Who Cares About the Law -- We Just Want to Make Money, Says Chase
This blog was first posted at The Huffington Post on January 24, 2014
Wall Street's trumpets blasted in full force from the top of America's largest bank today to declare: all we care about is making money, even if that means breaking the law at times.
The head of the largest bank in the United States, Jamie Dimon, Chairman and Chief Executive Officer of J.P. Morgan Chase, just got a 74 percent pay rise to around $20 million for his leadership in 2013. This decision by the Board of Directors came despite the fact that the bank paid $20 billion in fines last year.
No bank in history has paid fines that come even close to this level.
The pay rise is not altogether unexpected. The Board has been absolutely craven when it comes to flattering Mr. Dimon.

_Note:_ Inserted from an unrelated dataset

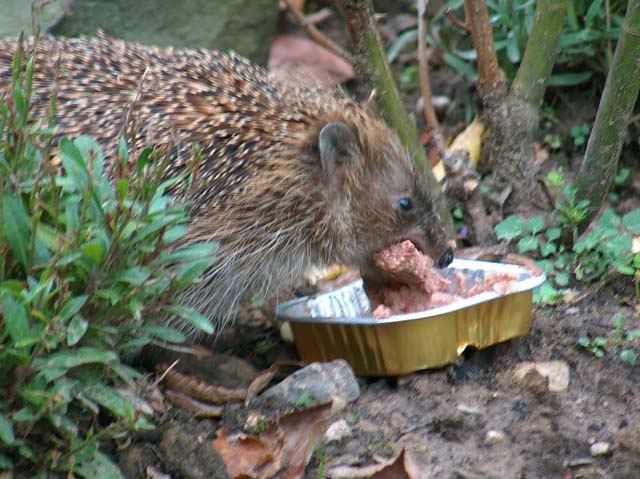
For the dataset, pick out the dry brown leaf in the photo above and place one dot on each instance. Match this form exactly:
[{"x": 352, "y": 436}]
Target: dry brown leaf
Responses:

This has been exemplified by the Board's rejection of rising shareholder pressures over the last two years for Mr. Dimon to give up both chairing the Board and running the management. Large numbers of shareholders, including large institutional investors, have been calling on the bank to split Dimon's responsibilities so that he can concentrate entirely on his executive management responsibilities, while the Board's independence is strengthened by having a non-executive Chairman.
As "The Wolf of Wall Street" plays in movie houses and looks to Oscar glory, so this tale of total greed is now being reflected by the Board of Directors of J.P. Morgan Chase. The pay decision suggests, in effect, that the Board is telling the world:
- Thanks Jamie, like you, we do not care what the public thinks -- hey, we're all making money! - Thanks Jamie for negotiating with the authorities to ensure the fines were not bigger; - Thanks Jamie for boosting our bank share price 22 percent last year; - Thanks Jamie for your laser-like focus on maximizing profits and we accept that this will mean getting in trouble with the law at times and appearing unethical, but we accept this is just part of doing business.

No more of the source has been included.